Life, daily life, also Lifetime/the Aion, as it was formulated (with reference to Heraclitus) in my book Heraclitean Pride.
This is related to the idea of the idylls being able to be done anywhere; the work can be done anywhere, suitable for proscenium or the street, in an embrace of the interplay of text, subtext, and context.
text (the work as its written)
subtext (meanings spoken and unspoken, tacit and explicit, while part of the role of performance is to engage and activate certain subtleties, ambivalences, and undercuttings here)
context (where art interacts with life, the surroundings, the moment, with potential to explode the given)
Anyways, Saturday (weekend before last, April 28th) was a wild ride.
That was the wrap up of CruMoPoPerFest in front of Waverly library in Baltimore, and Idylls performers had to contend with a number of truly exciting challenges, among them: threatening rain; loud drumming from the grassy median right across from them, where a local high school marching band raised money by holding buckets out to cars lined up at the traffic light; and, during what was almost a mellow period of the afternoon, a belligerent, incoherent, clearly mentally ill man shouting and trying to interfere with the performances.
Nevertheless, each performer was imperturbable, and even during the loudest part of the drumming, an inner circle of "performer-created performance space" held its own, the audience hanging in there, intent on the proceedings. The day as a whole had a satisfying sense of rhythm to it. Proof in concept, thanks to the skills, powers of concentration, and bare-stage presences of Genna Davidson, Sue Struve, and Stephen Mead.
I'll post pics, recordings, vids from the event, when they come in - I think we'll be receiving all three.
There was a phrase that jingled back and forth between Christophe Casamassima (as co-founder of Poetry in Community, one of the organizers of CruMoPoPerFest) and my 12-yr-old daughter, Hero.
(Hero was an active participant, learning beatboxing with Max Bent, and singing pop songs during open mic sessions, including - ! - Kelly Clarkson's treatment of the Nietzsche quote, "what doesn't kill you makes you stronger"). I'll pass along what Christophe repeated back to me by email last week...
This Saturday,
It may not have beAn Ideal environmentBut it certainly wasAn Idyll environmentSo much fun. And sheer anxiety! Hope the actors had fun too.
Derived from street and marketplace theatre in ancient Greece, the idyll form creates its own ideal theatrical space; added to that, recently came across Guy Davenport's statement in his essay collection, Every Force Evolves a Form, that not only was this sort of theatre done in street, agora, and private homes (salons) - but also in what he describes as "wine shops"... a relevant idea somehow, to keep in mind for another time - wine and idylls...

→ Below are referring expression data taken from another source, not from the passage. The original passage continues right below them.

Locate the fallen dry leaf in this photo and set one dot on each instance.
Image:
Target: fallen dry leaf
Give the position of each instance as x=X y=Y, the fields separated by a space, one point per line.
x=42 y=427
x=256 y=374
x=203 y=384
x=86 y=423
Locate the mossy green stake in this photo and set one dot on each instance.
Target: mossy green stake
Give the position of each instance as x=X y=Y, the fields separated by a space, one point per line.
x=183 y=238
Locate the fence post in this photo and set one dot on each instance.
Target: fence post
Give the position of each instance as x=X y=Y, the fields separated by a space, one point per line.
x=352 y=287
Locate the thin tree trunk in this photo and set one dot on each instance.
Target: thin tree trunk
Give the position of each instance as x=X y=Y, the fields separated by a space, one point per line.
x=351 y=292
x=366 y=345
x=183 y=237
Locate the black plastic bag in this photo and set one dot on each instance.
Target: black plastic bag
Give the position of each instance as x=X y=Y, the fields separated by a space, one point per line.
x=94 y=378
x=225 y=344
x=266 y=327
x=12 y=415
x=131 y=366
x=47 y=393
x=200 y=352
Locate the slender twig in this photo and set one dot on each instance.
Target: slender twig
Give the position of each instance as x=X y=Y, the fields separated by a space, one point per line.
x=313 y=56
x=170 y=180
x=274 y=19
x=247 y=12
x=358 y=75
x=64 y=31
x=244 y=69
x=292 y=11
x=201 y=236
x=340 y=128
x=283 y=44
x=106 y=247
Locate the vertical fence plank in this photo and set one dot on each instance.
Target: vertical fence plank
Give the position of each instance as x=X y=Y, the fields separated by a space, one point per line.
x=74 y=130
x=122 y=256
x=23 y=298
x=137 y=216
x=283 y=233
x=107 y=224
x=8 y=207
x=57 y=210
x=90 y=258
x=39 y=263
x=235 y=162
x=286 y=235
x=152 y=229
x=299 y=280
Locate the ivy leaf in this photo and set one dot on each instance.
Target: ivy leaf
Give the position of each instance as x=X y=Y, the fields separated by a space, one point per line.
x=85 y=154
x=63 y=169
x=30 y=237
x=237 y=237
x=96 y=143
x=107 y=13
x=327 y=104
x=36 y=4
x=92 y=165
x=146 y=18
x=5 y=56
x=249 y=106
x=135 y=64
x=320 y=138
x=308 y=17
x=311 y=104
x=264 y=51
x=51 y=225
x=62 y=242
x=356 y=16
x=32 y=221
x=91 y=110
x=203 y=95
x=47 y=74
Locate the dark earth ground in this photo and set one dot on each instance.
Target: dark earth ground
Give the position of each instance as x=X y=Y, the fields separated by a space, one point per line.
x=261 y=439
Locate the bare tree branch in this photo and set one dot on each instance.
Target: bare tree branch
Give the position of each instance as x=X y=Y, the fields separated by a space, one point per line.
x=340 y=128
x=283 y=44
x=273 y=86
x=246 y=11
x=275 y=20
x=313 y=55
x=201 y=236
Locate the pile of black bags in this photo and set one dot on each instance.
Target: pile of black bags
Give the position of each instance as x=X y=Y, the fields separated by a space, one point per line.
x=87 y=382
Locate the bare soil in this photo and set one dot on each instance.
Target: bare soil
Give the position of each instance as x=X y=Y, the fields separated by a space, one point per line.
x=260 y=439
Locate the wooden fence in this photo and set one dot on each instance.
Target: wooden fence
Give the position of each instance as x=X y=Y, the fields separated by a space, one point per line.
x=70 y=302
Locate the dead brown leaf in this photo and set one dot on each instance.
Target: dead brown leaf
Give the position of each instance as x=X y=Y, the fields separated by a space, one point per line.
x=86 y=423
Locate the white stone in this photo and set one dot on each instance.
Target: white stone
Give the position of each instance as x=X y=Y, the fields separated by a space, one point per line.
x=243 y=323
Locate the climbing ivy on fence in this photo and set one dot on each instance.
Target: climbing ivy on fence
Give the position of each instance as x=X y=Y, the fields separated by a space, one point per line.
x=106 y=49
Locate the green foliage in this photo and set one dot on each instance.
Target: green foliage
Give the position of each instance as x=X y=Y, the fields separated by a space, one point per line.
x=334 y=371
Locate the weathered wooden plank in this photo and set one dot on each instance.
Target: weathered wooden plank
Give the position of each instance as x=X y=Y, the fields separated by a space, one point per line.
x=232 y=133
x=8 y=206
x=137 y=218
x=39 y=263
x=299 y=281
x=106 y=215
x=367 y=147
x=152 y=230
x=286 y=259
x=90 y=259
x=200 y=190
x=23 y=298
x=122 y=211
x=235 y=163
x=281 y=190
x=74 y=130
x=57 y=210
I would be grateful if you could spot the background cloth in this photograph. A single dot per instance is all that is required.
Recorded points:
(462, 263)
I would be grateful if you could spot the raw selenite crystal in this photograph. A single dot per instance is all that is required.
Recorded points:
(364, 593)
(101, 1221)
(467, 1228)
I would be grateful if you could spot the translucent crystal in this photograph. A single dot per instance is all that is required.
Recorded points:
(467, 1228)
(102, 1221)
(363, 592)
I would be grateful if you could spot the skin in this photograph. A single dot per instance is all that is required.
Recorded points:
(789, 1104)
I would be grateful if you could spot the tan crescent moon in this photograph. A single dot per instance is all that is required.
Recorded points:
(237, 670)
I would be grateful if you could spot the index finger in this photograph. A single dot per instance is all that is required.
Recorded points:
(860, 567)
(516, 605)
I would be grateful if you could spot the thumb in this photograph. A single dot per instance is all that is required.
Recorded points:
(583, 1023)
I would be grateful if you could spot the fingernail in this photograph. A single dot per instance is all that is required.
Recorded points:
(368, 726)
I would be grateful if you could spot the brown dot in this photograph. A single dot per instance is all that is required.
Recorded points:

As intriguing as Saturday was, the day before - a cold blustery Friday - Genna and I rehearsed her Antigone on the National Mall - this was Genna's intrepid idea, and it was incredibly instructive and favorable of possibility. We were near the Smithsonian metro stop, in front of the Castle. She did not perform, but rehearsed, and yet somehow that fact was communicated to passers-by - the issue of subtext and context again. What were the cues that so unmistakably distinguished performance from rehearsal? ...for further inquiry, intimately connected with the idylls theory and practice of performance, and spillage of art into life.